Carver County won Metropolitan Council approval this week of its long-term plans for Lake Waconia Regional Park, which features the second-largest lake in the metro area.
The plan would add improved trails, walkways, plazas and other amenities to the mainland park area, as well as a new or rehabbed event center. But it would also breathe new life into the overgrown Coney Island, the newest addition to the park, where crumbling sidewalks, dilapidated buildings and old lampposts hint at its former life as a warm weather hot spot.
The overhaul would create winding trails for hiking, as well as places to picnic, fish and tie up a boat — the only way to reach the island.
The design is meant to “grab onto this sense of what I’ll say is adventure and exploring,” said Marty Walsh, Carver County parks director. “That’s really kind of the atmosphere that we want to create on the island.”
Visitors are prohibited for now, but if things go smoothly, cleanup could begin this fall and the island could reopen to the public in the summer of 2018. Implementation of the full Lake Waconia park plan would cost between $17.7 and $19.7 million, and will depend on how much funding can be secured.
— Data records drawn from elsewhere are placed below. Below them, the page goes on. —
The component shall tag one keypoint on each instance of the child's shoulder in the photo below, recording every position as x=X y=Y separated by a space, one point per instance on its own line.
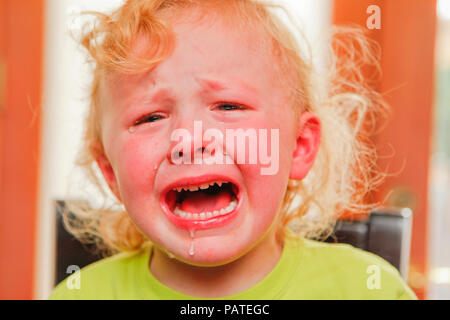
x=349 y=272
x=102 y=279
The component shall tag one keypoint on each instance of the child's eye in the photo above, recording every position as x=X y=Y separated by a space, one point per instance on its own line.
x=229 y=107
x=149 y=119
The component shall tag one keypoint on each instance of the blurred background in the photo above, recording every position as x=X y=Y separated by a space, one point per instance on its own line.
x=44 y=89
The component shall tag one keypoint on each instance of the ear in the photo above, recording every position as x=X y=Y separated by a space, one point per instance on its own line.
x=108 y=173
x=307 y=145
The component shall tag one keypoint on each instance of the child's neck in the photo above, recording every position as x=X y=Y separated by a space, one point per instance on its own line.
x=216 y=282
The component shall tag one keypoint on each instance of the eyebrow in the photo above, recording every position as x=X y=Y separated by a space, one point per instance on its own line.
x=215 y=85
x=207 y=85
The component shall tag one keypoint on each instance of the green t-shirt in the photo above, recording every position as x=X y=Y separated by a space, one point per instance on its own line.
x=306 y=270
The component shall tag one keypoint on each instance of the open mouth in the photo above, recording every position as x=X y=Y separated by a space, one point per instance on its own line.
x=203 y=202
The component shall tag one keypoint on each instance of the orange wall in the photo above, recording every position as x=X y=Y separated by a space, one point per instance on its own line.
x=407 y=38
x=21 y=26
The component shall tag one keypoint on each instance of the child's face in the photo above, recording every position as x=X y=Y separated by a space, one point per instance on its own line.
x=210 y=66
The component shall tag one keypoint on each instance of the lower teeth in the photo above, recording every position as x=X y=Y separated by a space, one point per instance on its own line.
x=205 y=215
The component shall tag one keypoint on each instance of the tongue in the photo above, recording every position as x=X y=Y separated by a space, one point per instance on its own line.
x=199 y=202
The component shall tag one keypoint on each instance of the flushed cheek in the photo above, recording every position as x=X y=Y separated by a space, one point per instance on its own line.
x=137 y=166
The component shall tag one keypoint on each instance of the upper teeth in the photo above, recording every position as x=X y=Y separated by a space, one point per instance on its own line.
x=205 y=215
x=200 y=187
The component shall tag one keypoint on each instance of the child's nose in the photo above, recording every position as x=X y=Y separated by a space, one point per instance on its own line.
x=188 y=148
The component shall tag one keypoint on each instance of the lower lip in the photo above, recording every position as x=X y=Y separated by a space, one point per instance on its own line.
x=215 y=222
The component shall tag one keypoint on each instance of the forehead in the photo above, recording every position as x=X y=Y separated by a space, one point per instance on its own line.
x=211 y=48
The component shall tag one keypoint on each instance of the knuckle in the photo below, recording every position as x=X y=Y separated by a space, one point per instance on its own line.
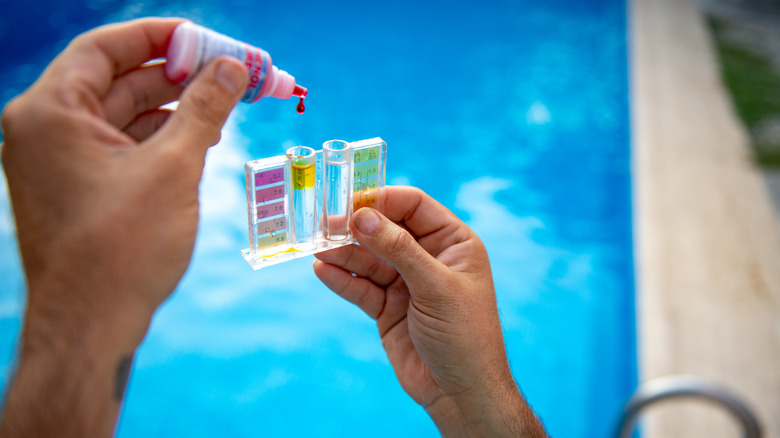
x=399 y=242
x=10 y=114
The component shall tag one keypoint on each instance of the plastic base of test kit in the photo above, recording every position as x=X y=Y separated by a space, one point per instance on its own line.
x=300 y=203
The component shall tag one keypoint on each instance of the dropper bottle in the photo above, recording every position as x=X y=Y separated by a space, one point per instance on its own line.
x=193 y=46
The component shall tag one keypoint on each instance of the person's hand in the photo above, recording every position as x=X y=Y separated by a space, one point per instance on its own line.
x=424 y=276
x=104 y=191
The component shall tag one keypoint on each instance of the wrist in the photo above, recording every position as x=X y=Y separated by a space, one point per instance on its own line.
x=497 y=412
x=82 y=316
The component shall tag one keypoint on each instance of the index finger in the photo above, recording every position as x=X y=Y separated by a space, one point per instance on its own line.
x=434 y=226
x=108 y=51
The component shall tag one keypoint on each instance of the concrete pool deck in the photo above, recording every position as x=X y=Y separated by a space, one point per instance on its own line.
x=707 y=237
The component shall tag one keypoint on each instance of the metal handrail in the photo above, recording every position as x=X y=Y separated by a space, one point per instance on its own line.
x=663 y=388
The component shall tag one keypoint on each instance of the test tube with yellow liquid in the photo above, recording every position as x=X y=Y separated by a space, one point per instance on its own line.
x=302 y=169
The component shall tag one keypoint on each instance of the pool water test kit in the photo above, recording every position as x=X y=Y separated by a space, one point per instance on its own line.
x=300 y=203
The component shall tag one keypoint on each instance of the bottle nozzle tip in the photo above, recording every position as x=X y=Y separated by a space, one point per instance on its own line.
x=300 y=91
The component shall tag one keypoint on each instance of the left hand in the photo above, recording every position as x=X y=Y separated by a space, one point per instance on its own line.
x=104 y=187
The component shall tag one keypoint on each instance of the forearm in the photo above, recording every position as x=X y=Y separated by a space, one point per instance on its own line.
x=72 y=373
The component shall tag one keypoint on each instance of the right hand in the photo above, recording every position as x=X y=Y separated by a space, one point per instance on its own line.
x=424 y=276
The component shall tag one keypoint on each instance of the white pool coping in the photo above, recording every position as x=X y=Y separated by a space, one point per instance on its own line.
x=707 y=241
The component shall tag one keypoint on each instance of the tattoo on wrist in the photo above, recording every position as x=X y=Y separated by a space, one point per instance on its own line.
x=122 y=376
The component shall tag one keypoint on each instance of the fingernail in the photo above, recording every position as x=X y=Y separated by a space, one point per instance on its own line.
x=367 y=221
x=230 y=76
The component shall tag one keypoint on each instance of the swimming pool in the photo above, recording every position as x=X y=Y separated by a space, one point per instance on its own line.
x=514 y=114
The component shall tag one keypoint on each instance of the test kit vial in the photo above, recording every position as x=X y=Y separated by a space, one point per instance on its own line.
x=300 y=203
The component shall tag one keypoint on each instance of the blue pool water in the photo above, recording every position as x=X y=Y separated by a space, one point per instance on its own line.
x=514 y=114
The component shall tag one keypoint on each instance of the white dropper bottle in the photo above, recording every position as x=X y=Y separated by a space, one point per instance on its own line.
x=193 y=46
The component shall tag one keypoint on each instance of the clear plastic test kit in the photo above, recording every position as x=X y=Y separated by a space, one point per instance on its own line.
x=300 y=203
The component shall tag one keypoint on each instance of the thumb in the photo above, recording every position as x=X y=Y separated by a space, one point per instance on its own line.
x=205 y=106
x=394 y=245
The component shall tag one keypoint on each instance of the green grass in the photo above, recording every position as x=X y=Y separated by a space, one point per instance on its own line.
x=754 y=85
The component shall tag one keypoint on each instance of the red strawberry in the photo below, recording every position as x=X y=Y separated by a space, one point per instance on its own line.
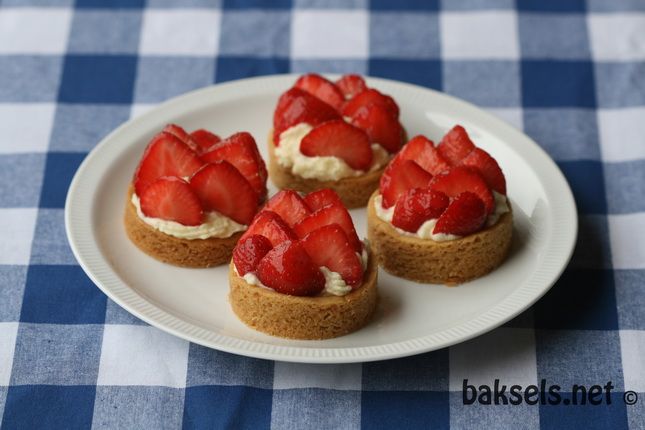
x=289 y=205
x=380 y=125
x=417 y=206
x=488 y=168
x=350 y=85
x=455 y=145
x=339 y=139
x=321 y=198
x=465 y=215
x=328 y=246
x=367 y=97
x=222 y=188
x=165 y=155
x=333 y=214
x=172 y=199
x=248 y=253
x=322 y=88
x=462 y=178
x=242 y=152
x=288 y=269
x=270 y=225
x=400 y=177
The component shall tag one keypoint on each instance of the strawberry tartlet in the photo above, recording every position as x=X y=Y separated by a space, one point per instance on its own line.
x=192 y=196
x=301 y=272
x=441 y=214
x=333 y=135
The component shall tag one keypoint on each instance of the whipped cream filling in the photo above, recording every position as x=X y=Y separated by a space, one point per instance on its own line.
x=322 y=168
x=426 y=230
x=214 y=225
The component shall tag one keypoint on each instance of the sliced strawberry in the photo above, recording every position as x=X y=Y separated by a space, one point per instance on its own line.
x=489 y=169
x=455 y=145
x=242 y=152
x=400 y=177
x=339 y=139
x=288 y=269
x=222 y=188
x=329 y=246
x=165 y=155
x=248 y=253
x=270 y=225
x=321 y=198
x=172 y=199
x=416 y=206
x=367 y=97
x=380 y=125
x=465 y=215
x=321 y=88
x=350 y=85
x=333 y=214
x=289 y=205
x=462 y=178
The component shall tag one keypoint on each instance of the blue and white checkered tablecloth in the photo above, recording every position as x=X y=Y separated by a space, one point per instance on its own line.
x=570 y=73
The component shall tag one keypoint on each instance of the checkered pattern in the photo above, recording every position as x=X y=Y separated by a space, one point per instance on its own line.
x=570 y=73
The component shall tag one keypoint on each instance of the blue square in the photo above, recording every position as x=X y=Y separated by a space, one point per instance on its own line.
x=98 y=79
x=59 y=171
x=586 y=180
x=21 y=176
x=426 y=73
x=549 y=83
x=230 y=68
x=227 y=407
x=582 y=299
x=61 y=295
x=46 y=406
x=405 y=409
x=486 y=83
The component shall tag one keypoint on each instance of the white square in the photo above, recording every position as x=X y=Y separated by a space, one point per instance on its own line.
x=180 y=32
x=25 y=127
x=507 y=354
x=331 y=376
x=617 y=37
x=625 y=238
x=141 y=355
x=34 y=31
x=622 y=133
x=477 y=35
x=17 y=227
x=330 y=34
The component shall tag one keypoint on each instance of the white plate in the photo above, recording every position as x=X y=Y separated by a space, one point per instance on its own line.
x=412 y=318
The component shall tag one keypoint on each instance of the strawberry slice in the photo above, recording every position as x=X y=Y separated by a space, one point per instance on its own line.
x=400 y=177
x=289 y=205
x=489 y=169
x=288 y=269
x=367 y=97
x=222 y=188
x=333 y=214
x=165 y=155
x=416 y=206
x=171 y=199
x=380 y=125
x=455 y=145
x=242 y=152
x=465 y=215
x=339 y=139
x=321 y=88
x=270 y=225
x=462 y=178
x=329 y=246
x=248 y=253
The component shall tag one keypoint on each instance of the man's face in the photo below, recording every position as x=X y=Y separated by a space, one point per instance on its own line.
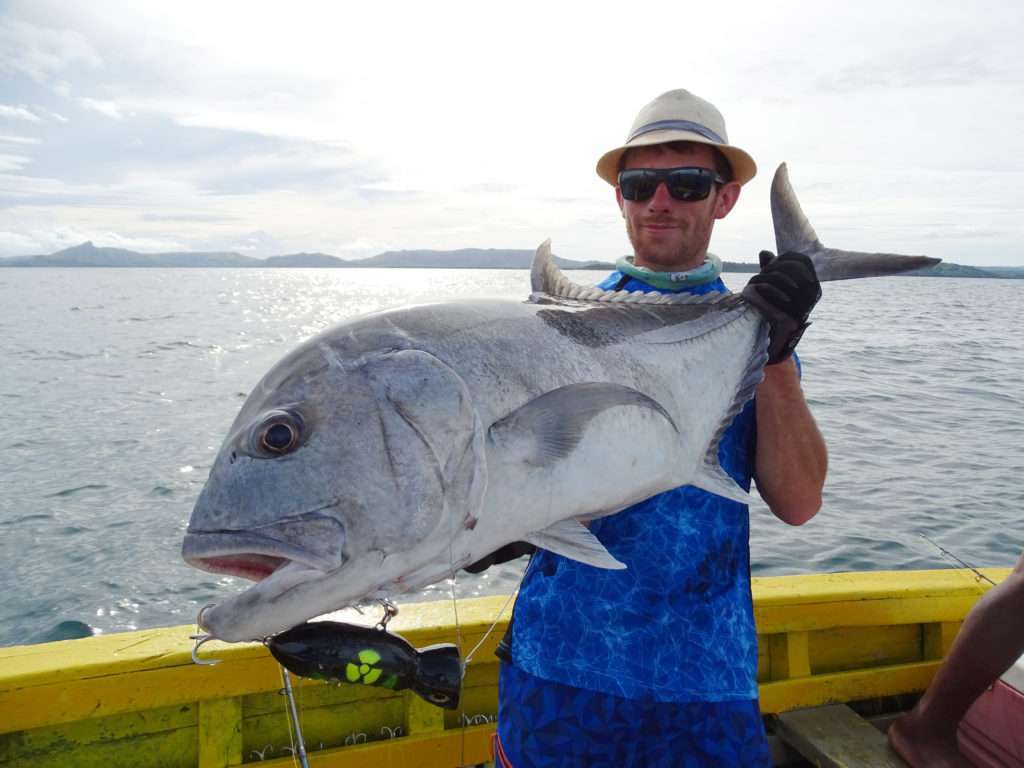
x=668 y=235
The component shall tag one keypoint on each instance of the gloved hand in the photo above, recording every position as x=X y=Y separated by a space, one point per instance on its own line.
x=503 y=554
x=785 y=290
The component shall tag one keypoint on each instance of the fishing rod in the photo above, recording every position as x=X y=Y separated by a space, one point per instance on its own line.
x=955 y=559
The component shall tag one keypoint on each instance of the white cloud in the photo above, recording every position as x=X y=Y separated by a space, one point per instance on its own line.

Beginning in the 1880s, the island’s hotels, cottages and activities offered a lakeside respite for guests from Minnesota and around the country, according to the Carver County Historical Society. Over time it hosted bowling, concerts, dances, dining and even the University of Minnesota football team, which used the island for preseason practices in the early 1900s.
Prominent actress Sarah Bernhardt was among the visitors, according to the historical society. The island is now on the National Register of Historic Places.
The origin of the island’s name — it’s also called “Coney Island of the West” — is a mystery. It could refer to Coney Island of New York City, a term for rabbits, or just an abbreviation for Waconia, the historical society said.
Most visitors during Coney Island’s peak arrived by train, but the growing prominence of the automobile made Coney Island a less attractive destination by the 1920s. After various attempts to bring tourism back, the island was vacant by 1960.
The process of converting it into a park began when Norm and Ann Hoffman, local residents, bought the land over several years in the 2000s. They were spurred by a proposal to build a new hotel, cabins and accommodations for conventions or weddings.
“I felt that it was economically not possible to do that because there’s no access to the island. It would have to be by boat,” Norm Hoffman said. “And I didn’t think that it should be privately owned.”
A Met Council grant paid for Carver County to purchase the land for $1 million — 75 percent of its appraised value — from Hoffman, who then donated $900,000 to the county for the cleanup costs.